Weitere Artikel: Slavoj Zizek liest ein Buch von Richard McGregor über die Herrschaft der Kommunistischen Partei in China, erläutert dabei, wie diese als sozusagen nichtstaatliche Organisation die Spielräume für sich und die Wirtschaft offenhält und glaubt dennoch, dass, je mehr von Harmonie die Rede ist, desto größer das unterschwellige Chaos sein muss. Über den progressiven Liberalismus der britischen Liberaldemokraten denkt der Philosoph John Gray nach. Der ehemalige PLO-Vertreter Karma Nabulsi erzählt alte Heldengeschichten und beklagt den desolaten gegenwärtigen Zustand des palästinensischen Widerstands. Daniel Soar bespricht Lawrence Archers und Fiona Bawdons Studie "Ricin!" über einen Terroranschlag, der keiner war.

Polityka (Polen), 15.10.2010

Der Bialowieza Nationalpark ist der letzte Urwald Europas, die Jagd auf die in ihm lebenden Bisons ist zwar verboten, aber um den Park herum ist die Jagd erlaubt, die Hochsitze stehen zum Teil dierekt an der Grenze. Nun haben Umweltschützer angefangen, die oft international organisierten Jagden zu stören, berichten Joanna Podgorska und Maciej Perzanowski (hier auf Deutsch) nach Gesprächen mit dem Forstdirektor Piotr Wawrzyniak: "Laut seines Berichtes waren die ausländischen Jäger, die für die Teilnahme an dieser Jagd hohe Summen gezahlt und sich auf eine Begegnung mir der Urwaldnatur eingestellt hatten, sehr enttäuscht. Sie waren geradezu empört. Die Ökologen waren auf Hochstände geklettert, die zur ausschließlichen Benutzung durch den Forstdienst gekennzeichnet sind, und hatten die Jäger davon abgehalten, sich auf ihr eigentliches Ziel zu konzentrieren.
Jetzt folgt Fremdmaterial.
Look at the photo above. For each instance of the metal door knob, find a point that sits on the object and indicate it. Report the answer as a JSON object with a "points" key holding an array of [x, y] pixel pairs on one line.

Laut Jaroslaw Krawczyk, dem Sprecher der Regionaldirektion der Staatlichen Wälder, lief ein Teil der Jagden ohne Störungen ab, aber bei dem anderen Teil mussten Jäger aus Dänemark und Deutschland finanzielle Verluste in Kauf nehmen, weil die erwarteten Trophäen ausblieben."
Archiv: Polityka
Stichwörter: Dänemark, Umweltschutz, Jagd

New York Review of Books (USA), 18.10.2010

Die NY Review of Books hat aus ihrer aktuellen Ausgabe noch zwei interessante Artikel online gestellt: Der Historiker Timothy Snyder bespricht den Roman "Paranoia" des 1977 geborenen weißrussischen Autors Viktor Martinowitsch, der die großen Themen der Dissidentenliteratur - Herrschaft, Überwachung, Verrat - noch einmal aufgreift. Das Land, in dem "Paranoia" spielt, hat keinen Namen, aber Snyder kam doch sehr vieles aus Weißrussland sehr bekannt vor: "Im Zentrum von Minsk erstrecken sich die Wohnblocks über mehrere Meilen ohne eine einzige Bank. Die Botschaft ist klar: Wenn du fertig bist mit deiner täglichen Arbeit, kehr zurück in deine Wohnung. Aber das Heim an sich ist im sowjetischen System, von dem Lukaschenkos Weißrussland in vielerlei Hinsicht eine Fortsetzung ist, gewährt nicht wirklich eine Privatsphäre im westlichen Sinne. Wenn auch Privatbesitz gesetzlich anerkannt wird, kann Eigentum durch Formalitäten jederzeit in Frage gestellt werden. Vier Fünftel aller Arbeiter sind beim Staat angestellt, so dass fast niemand eigenständig in der Lage ist, Miete oder Hypotheken zu bezahlen. Viele Staatsangestellte arbeiten mit Einjahresverträgen. Wenn sie auch nur einen Anflug von Ungehorsam gegenüber dem Regime zeigen, kann ihnen durch die diskrete Maßnahme der Nichterneuerung die Existenzgrundlage entzogen werden."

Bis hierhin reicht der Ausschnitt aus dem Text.